Mais à quoi bon ces plaintes ? C'est la sotte habitude de notre temps de se lamenter au lieu de réagir. La mode est aux jérémiades. Jérémie pose dans toutes les attitudes, il pleure, flagelle, il dogmatise, il régente, il tonne, fléau lui-même entre tous les fléaux.

Laissons ces bobèches de l'élégie, fossoyeurs de la liberté ! Le devoir d'un révolutionnaire, c'est la lutte toujours, la lutte quand même, la lutte jusqu'à extinction.

Les cadres manquent pour former une armée ? Eh bien ! Il faut en improviser sur le terrain même, pendant l'action. Le peuple de Paris fournira les éléments, anciens soldats, ex-gardes nationaux. Leur rareté obligera de réduire à un minimum le chiffre des officiers et sous-officiers. Il n'importe. Le zèle, l'ardeur, l'intelligence des volontaires, compenseront ce déficit.

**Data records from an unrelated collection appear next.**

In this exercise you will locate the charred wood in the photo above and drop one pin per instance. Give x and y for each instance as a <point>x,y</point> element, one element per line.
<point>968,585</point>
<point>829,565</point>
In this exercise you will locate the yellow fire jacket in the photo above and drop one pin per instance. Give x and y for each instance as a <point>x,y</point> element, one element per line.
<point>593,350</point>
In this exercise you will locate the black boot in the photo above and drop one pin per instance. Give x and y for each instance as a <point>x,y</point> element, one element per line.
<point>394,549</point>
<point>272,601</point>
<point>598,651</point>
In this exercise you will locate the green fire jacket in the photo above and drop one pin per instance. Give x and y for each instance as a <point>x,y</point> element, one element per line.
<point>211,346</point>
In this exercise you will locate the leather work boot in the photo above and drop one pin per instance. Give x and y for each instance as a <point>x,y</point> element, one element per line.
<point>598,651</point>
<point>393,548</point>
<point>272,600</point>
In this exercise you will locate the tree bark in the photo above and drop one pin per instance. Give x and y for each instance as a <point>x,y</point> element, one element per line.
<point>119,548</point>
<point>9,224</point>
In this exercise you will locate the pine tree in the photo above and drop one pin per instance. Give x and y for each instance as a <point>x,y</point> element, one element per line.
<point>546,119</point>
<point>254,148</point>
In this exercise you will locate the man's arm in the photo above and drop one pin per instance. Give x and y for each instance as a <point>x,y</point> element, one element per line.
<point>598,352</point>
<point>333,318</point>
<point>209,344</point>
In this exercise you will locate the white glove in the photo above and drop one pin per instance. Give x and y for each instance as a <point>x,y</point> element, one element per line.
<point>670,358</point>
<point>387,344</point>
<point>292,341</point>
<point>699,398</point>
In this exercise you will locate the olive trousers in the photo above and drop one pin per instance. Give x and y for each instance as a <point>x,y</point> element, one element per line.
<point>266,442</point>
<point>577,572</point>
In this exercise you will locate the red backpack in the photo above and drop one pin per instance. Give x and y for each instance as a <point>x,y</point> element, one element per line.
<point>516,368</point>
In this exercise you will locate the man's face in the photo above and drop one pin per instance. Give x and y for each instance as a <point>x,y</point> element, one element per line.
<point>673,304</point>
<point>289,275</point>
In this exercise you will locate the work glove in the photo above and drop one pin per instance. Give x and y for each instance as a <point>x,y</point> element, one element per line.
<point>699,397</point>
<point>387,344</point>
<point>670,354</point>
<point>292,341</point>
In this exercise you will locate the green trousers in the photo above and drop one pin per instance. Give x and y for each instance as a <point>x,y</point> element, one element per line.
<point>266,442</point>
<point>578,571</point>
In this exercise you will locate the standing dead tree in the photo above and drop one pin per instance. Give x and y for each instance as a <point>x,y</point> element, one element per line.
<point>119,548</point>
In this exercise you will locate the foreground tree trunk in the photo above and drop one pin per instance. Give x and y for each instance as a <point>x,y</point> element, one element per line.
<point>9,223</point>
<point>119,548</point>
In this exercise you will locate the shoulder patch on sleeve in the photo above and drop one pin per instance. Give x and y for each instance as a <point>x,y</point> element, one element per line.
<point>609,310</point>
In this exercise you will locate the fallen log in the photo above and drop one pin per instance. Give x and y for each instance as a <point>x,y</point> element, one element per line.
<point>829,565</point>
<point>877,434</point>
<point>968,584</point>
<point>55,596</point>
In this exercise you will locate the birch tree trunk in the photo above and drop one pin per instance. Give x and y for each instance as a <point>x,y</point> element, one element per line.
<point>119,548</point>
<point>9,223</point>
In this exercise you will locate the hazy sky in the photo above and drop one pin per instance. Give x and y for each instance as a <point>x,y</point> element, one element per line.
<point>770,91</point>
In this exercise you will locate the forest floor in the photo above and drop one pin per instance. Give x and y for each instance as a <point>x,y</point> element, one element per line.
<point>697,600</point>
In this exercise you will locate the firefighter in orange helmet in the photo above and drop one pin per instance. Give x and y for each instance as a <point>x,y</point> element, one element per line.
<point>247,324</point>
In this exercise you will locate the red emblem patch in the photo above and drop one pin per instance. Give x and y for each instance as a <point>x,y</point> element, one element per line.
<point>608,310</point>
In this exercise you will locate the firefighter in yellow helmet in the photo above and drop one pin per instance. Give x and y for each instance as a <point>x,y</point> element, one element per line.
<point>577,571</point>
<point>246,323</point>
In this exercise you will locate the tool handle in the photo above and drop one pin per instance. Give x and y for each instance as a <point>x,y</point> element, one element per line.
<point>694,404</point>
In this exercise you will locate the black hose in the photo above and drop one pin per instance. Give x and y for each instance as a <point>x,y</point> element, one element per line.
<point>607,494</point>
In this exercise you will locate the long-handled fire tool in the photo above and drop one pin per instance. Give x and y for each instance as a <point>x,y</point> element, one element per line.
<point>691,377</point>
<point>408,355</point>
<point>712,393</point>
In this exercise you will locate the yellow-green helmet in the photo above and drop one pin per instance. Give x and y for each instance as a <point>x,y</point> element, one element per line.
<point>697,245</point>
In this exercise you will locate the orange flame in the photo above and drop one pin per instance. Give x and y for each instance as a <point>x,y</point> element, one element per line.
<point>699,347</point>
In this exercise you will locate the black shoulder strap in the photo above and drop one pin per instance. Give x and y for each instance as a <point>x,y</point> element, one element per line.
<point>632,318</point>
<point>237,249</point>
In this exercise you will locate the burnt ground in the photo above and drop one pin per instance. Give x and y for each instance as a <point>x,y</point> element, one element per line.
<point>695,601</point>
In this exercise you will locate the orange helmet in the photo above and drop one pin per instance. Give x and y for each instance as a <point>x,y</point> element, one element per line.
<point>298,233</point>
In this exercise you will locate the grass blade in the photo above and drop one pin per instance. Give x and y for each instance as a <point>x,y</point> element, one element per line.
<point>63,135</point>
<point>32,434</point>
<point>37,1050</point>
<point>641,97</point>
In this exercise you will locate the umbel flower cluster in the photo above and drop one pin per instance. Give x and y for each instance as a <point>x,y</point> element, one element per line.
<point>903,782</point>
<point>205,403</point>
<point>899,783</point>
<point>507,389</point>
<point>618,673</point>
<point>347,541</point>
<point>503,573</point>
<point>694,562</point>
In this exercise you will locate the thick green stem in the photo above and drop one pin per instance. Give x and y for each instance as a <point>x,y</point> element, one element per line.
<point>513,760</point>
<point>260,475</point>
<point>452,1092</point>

L'essentiel, c'est de s'organiser. Plus de ces soulèvements tumultueux, à dix mille têtes isolées, agissant au hasard, en désordre, sans nulle pensée d'ensemble, chacun dans son coin et selon sa fantaisie ! Plus de ces barricades à tort et à travers, qui gaspillent le temps, encombrent les rues, et entravent la circulation, nécessaire à un parti comme à l'autre. Le Républicain doit avoir la liberté de ses mouvements aussi bien que les troupes.

Point de courses inutiles, de tohu-bohu, de clameurs ! Les minutes et les pas sont également précieux. Surtout ne pas se claquemurer dans son quartier ainsi que les insurgés n'ont jamais manqué de le faire, à leur grande dommage. Cette manie, après avoir causé la défaite, a facilité les proscriptions. Il faut s'en guérir, sous peine de catastrophe.

Ces préliminaires posés, indiquons le mode d'organisation.

L'unité principale est le bataillon. Il se compose de huit compagnies ou pelotons.

Chaque compagnie compte un lieutenant, quatre sergents, cinquante six soldats; en tout soixante et un hommes.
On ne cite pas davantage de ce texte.